У Громова щипнуло в глазах, он, не стесняясь, махнул себя шапкой по лицу, опять задушенно сказал:
— Ы-ых, ты!
А Леокадия снова повеселела:
— Спасибо Александру Ивановичу, это завотделением наш… Познакомились с ним, я глупая была, стала спорить, он говорит: Леокадия Петровна!.. В вас талант медицинский пропадает, вам бы знания. Давайте в институт! Какой, говорю, там в институт. Давайте тогда в училище. На вечернее. В городе. И договорился, спасибо, сам, и к себе на работу взял… Сперва санитарочка, сестра, а теперь вот, еще и диплома нет, отдал приказ: старшая. Когда, говорит, вы в этом кабинете, Леокадия Петровна, я совершенно спокоен. Я знаю, что лекарства пойдут не по знакомым, к больным лекарства пойдут, он говорит, к страдающим, Коля! — И, уловив немой вопрос Громова, почти вскрикнула протестующе: — Что ты, что ты, Коля?! Нет-нет! Это я ведь у него спрашивала, с ним насчет сына твоего советовалась… разве твой сынок сейчас не страдающий? Или ты, значит, не страдающий, Коля?!

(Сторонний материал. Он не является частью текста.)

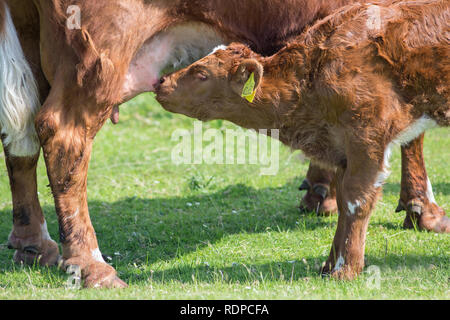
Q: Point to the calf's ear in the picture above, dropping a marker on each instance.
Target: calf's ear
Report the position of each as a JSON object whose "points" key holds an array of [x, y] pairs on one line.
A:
{"points": [[247, 78]]}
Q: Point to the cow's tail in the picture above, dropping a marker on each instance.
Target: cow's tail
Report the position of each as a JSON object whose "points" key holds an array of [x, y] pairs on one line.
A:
{"points": [[19, 97]]}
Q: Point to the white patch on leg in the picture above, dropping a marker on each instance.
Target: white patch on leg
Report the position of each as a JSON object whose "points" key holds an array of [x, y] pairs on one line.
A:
{"points": [[97, 255], [339, 263], [44, 231], [404, 137], [19, 99], [221, 47], [353, 206], [374, 17], [430, 194]]}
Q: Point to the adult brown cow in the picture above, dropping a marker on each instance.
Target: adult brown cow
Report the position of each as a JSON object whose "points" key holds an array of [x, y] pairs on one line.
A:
{"points": [[88, 57]]}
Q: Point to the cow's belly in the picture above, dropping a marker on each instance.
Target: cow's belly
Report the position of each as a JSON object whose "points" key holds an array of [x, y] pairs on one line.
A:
{"points": [[170, 50]]}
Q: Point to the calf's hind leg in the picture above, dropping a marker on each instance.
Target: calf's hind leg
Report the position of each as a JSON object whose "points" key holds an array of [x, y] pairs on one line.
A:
{"points": [[320, 189], [416, 195], [357, 192]]}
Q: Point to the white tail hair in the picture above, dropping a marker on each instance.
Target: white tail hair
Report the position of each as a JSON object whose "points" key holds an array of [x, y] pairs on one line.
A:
{"points": [[19, 97]]}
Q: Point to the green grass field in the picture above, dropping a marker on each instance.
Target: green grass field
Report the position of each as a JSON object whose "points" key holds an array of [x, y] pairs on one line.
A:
{"points": [[224, 231]]}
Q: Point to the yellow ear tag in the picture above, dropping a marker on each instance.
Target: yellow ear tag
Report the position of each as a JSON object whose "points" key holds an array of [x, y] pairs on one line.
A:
{"points": [[249, 91]]}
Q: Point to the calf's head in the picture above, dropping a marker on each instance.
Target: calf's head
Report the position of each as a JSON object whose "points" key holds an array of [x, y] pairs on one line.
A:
{"points": [[212, 88]]}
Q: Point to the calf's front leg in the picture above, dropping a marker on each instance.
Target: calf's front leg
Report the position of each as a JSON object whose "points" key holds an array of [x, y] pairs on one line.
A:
{"points": [[416, 196], [66, 136]]}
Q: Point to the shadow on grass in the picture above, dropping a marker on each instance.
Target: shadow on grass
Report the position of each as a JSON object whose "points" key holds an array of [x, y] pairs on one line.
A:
{"points": [[136, 231], [284, 271]]}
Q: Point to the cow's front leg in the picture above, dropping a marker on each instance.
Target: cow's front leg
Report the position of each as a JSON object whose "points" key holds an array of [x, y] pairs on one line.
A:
{"points": [[320, 189], [66, 136], [357, 191], [29, 236], [416, 196]]}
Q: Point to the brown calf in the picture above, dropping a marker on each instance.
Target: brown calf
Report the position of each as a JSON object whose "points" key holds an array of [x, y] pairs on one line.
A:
{"points": [[84, 72], [354, 85]]}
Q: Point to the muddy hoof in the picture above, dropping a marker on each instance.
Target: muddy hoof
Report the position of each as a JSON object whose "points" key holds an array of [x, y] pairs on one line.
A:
{"points": [[96, 274]]}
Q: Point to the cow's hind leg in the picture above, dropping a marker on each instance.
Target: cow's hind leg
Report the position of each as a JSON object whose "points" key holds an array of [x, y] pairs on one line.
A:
{"points": [[66, 129], [320, 190], [416, 196], [29, 236]]}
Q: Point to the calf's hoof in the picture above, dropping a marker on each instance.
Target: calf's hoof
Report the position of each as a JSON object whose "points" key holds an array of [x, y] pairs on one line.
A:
{"points": [[96, 274], [425, 216], [317, 199], [344, 272]]}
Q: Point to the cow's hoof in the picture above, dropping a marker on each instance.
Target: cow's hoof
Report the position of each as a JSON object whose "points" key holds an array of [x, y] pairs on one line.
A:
{"points": [[425, 216], [317, 199], [46, 255], [96, 274]]}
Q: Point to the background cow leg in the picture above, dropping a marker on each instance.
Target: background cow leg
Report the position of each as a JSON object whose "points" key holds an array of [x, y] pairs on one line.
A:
{"points": [[29, 235], [66, 135], [356, 198], [320, 189], [416, 196]]}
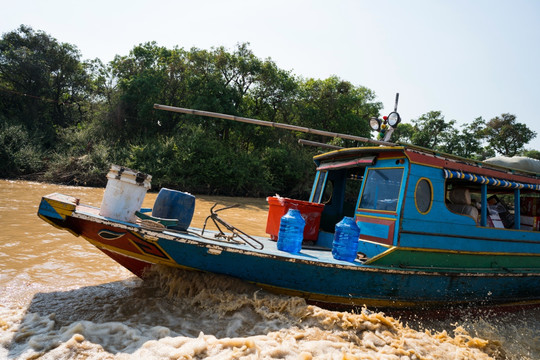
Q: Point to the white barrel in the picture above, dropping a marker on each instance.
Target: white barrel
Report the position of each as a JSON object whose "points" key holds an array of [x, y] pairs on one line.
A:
{"points": [[124, 193]]}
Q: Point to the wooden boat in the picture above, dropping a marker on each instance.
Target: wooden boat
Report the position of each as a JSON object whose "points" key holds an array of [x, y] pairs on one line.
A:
{"points": [[435, 230]]}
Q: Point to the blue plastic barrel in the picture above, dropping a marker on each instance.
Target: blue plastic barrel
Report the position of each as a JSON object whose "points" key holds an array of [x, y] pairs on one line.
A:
{"points": [[172, 204], [291, 232], [345, 244]]}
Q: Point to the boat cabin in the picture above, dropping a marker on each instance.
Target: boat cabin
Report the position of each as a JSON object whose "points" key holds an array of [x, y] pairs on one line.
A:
{"points": [[409, 197]]}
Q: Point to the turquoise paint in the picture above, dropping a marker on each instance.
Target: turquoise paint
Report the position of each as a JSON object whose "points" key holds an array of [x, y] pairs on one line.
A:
{"points": [[46, 209], [376, 230]]}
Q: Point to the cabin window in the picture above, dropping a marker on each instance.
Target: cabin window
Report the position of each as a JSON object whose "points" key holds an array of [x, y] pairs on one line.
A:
{"points": [[381, 189], [423, 195], [319, 186]]}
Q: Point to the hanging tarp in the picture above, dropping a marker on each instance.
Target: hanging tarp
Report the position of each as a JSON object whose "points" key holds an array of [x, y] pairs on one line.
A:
{"points": [[480, 179]]}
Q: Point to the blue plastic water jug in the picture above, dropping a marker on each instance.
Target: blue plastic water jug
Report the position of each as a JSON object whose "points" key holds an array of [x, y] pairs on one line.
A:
{"points": [[172, 204], [291, 232], [345, 244]]}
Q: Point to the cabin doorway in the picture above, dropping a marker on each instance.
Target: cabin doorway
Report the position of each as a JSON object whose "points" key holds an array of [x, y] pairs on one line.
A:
{"points": [[338, 190]]}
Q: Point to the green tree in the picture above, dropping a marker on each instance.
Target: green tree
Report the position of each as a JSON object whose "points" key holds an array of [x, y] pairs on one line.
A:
{"points": [[336, 105], [44, 83], [535, 154], [432, 131], [506, 136], [466, 142]]}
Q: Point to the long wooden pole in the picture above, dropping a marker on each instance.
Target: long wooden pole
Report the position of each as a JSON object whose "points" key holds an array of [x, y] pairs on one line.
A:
{"points": [[270, 124]]}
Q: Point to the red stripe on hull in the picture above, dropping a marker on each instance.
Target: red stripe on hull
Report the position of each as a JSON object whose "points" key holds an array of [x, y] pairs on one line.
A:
{"points": [[136, 266]]}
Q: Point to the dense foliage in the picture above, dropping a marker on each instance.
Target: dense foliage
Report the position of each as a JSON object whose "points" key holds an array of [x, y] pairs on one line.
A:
{"points": [[66, 120]]}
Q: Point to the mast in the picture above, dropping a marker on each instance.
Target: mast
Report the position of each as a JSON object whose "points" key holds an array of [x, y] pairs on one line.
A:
{"points": [[271, 124]]}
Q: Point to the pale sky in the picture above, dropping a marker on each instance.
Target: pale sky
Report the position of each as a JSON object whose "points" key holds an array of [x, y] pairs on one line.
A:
{"points": [[466, 58]]}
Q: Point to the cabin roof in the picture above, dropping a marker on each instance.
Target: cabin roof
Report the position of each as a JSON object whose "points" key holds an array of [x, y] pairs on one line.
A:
{"points": [[430, 157]]}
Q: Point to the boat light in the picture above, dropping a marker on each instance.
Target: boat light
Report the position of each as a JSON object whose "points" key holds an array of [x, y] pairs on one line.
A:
{"points": [[375, 123], [393, 119]]}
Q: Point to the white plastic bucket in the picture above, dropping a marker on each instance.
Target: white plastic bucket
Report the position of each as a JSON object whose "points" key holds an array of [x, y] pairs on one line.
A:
{"points": [[124, 193]]}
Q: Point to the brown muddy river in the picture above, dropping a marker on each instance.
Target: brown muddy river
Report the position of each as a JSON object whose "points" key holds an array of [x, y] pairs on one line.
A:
{"points": [[60, 298]]}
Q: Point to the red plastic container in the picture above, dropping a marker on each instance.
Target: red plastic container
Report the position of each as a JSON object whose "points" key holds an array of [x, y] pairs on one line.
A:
{"points": [[311, 212]]}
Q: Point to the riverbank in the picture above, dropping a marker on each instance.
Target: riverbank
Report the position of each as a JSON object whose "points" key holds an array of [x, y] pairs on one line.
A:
{"points": [[60, 297]]}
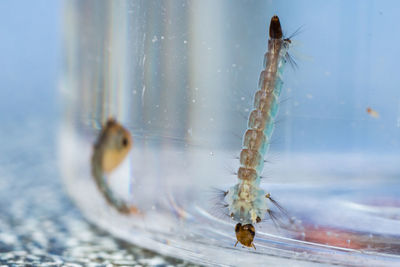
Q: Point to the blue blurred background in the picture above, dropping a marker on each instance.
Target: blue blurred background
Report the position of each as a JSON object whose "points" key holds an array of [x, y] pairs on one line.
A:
{"points": [[29, 59]]}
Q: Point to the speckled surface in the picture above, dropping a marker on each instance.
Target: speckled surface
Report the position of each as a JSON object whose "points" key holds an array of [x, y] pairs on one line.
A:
{"points": [[39, 225]]}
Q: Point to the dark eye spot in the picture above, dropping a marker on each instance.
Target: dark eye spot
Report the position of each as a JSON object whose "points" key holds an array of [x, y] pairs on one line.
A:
{"points": [[124, 142]]}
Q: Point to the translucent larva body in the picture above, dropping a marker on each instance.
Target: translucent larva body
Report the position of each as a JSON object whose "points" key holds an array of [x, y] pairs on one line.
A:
{"points": [[247, 202], [110, 149]]}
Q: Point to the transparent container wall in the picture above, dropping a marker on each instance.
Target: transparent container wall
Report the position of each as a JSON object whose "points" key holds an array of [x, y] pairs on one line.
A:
{"points": [[181, 77]]}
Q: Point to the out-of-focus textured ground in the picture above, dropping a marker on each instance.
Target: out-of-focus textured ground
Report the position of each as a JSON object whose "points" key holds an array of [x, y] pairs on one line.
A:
{"points": [[39, 225]]}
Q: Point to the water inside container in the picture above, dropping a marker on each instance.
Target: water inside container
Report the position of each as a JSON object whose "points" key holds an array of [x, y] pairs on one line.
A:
{"points": [[181, 77]]}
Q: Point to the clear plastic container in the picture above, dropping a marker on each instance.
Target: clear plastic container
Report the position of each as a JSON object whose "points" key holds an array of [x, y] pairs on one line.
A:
{"points": [[181, 76]]}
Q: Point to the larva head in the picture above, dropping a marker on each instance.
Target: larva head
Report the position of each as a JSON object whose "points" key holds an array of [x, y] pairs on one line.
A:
{"points": [[114, 143], [245, 234], [275, 30]]}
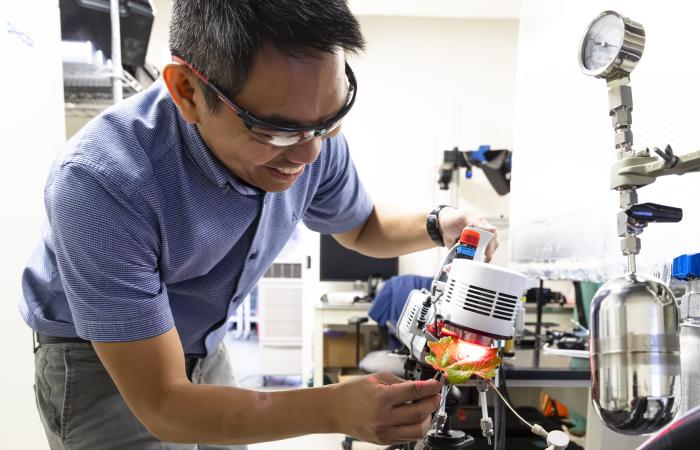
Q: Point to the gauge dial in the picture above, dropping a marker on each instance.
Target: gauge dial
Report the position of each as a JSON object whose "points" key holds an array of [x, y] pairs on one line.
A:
{"points": [[612, 44], [603, 42]]}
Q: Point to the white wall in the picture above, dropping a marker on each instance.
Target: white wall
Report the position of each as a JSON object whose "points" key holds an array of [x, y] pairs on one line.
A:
{"points": [[32, 128], [426, 85]]}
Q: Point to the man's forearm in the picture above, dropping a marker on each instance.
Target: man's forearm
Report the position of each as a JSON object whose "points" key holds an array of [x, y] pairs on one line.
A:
{"points": [[208, 414], [389, 232]]}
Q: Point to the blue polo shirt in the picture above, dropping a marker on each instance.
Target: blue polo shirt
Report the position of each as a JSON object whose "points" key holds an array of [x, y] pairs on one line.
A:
{"points": [[148, 230]]}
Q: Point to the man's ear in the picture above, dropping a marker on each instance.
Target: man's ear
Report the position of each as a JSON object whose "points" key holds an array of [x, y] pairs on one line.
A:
{"points": [[181, 86]]}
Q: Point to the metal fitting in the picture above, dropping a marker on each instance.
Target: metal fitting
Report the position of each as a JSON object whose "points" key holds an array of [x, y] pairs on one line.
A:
{"points": [[621, 118], [623, 136], [630, 245], [620, 97], [628, 197], [487, 428]]}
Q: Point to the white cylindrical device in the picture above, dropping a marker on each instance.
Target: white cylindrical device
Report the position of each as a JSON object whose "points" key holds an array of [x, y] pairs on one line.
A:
{"points": [[482, 299]]}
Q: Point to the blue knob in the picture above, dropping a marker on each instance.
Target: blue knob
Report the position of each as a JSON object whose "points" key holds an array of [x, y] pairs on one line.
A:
{"points": [[686, 267]]}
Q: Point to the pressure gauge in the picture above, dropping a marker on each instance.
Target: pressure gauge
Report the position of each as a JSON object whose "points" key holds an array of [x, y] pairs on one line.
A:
{"points": [[611, 46]]}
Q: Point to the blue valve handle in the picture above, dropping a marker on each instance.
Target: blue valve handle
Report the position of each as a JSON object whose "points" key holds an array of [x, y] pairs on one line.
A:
{"points": [[652, 212]]}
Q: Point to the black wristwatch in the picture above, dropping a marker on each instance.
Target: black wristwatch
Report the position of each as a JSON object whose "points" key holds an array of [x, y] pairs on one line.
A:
{"points": [[432, 225]]}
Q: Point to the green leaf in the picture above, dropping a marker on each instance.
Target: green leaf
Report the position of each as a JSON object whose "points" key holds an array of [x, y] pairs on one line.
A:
{"points": [[461, 360]]}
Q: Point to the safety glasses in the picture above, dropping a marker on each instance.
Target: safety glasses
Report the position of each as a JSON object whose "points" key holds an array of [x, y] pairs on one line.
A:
{"points": [[275, 134]]}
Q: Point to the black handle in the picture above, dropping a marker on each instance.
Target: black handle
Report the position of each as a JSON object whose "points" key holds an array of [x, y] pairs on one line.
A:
{"points": [[652, 212]]}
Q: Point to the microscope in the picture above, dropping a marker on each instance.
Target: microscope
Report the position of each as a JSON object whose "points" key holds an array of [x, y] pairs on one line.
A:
{"points": [[635, 350], [478, 306]]}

Домой к нему Леокадия пришла на следующий день вечером.
Теперь уже Громов не боялся, что это бабка, которую он считал до того шпионкою, или что незваные доктора: узнали от кого-нибудь, мальчик болеет, а отец в больницу не ведет, и на тебе, вот они — звонят в дверь.
Сегодня пусть звонят, сегодня уже не страшно, потому что после Леокадиного лекарства кончился у Артюшки понос, как отрезало.
Идя к двери, Громов даже что-то такое от хорошего настроения негромко мурлыкал и примолк лишь тогда, когда увидал ее: в легоньком осеннем пальто и в тонком платке стоит, чуть согнувшись, обеими руками в перчатках этих из ниток около груди держит сумочку.
Поздоровалась и, ни слова больше не говоря, шагнула через порог — уверенно и, как на работе, деловито. Громов это почувствовал и бросился помогать ей раздеться: ну, врачиха, действительно, что ты с ней!
Первым делом взял сумочку и подержать ее сунул под мышку.
— Как маленький? — спросила она, стаскивая перчатки.
У-у! — Громов обрадовался. — Порядок в танковых частях. Я сразу, как пришел, развел, сам попробовал…
— А пробовать зачем?
Она неторопливо расстегивала пуговицы на пальто, и Громов подумал, что руки у нее озябшие.
— А как жа? Горькое там или соленое… Потом ему. И — как рукой, веришь.
Тут Громов потянулся за пальтецом ее на рыбьем меху, и, хотя прижимал сумочку, она все же вышмыгнула из-под руки, упала около обуви под вешалкой.
— Хэх, ты! — он перекинул через руку пальто и, наклонившись, подхватил сумочку, протянул Леокадии. — Ничего там не разбилось?
И в это время длинное ее пальто соскользнуло с руки, на пол съехало.
Разматывая платок, она качала головой, улыбалась:
— Ой, Коля, Коля!
А Громов огорчился:
— Так это жа всегда, когда стараешься!
— А ты не старайся.
— Ну, как жа! Такой гость, можно сказать.
Леокадия увидала зеркало на стене, глянула, трогая прическу, слегка повела плечами, как бы одним только этим движением поправляя голубое, с белым кружевным воротником платье, и он вдруг смутился: вон какая нарядная, а он перед ней стоит шарашка шарашкой — в выцветших почти добела старых сатиновых штанах и в драной рубахе, у которой на груди нету пуговиц.
Поправить воротник он руку под горло положил и наклонился слегка, будто с головы до ног себя осматривая:
— Я это… не гляди.
— А я не на тебя глядеть, я на сына.
Переступила у вешалки, замялась тоже, и он рукою затряс:
— Не надо, не надо!
В поселке, где несколько лет до этого об асфальтовых дорожках только мечтали, это обычай был: гость первым делом снимал в коридоре обувь, а хозяин, если уважение свое к гостю хотел подчеркнуть, уговаривал пройти так.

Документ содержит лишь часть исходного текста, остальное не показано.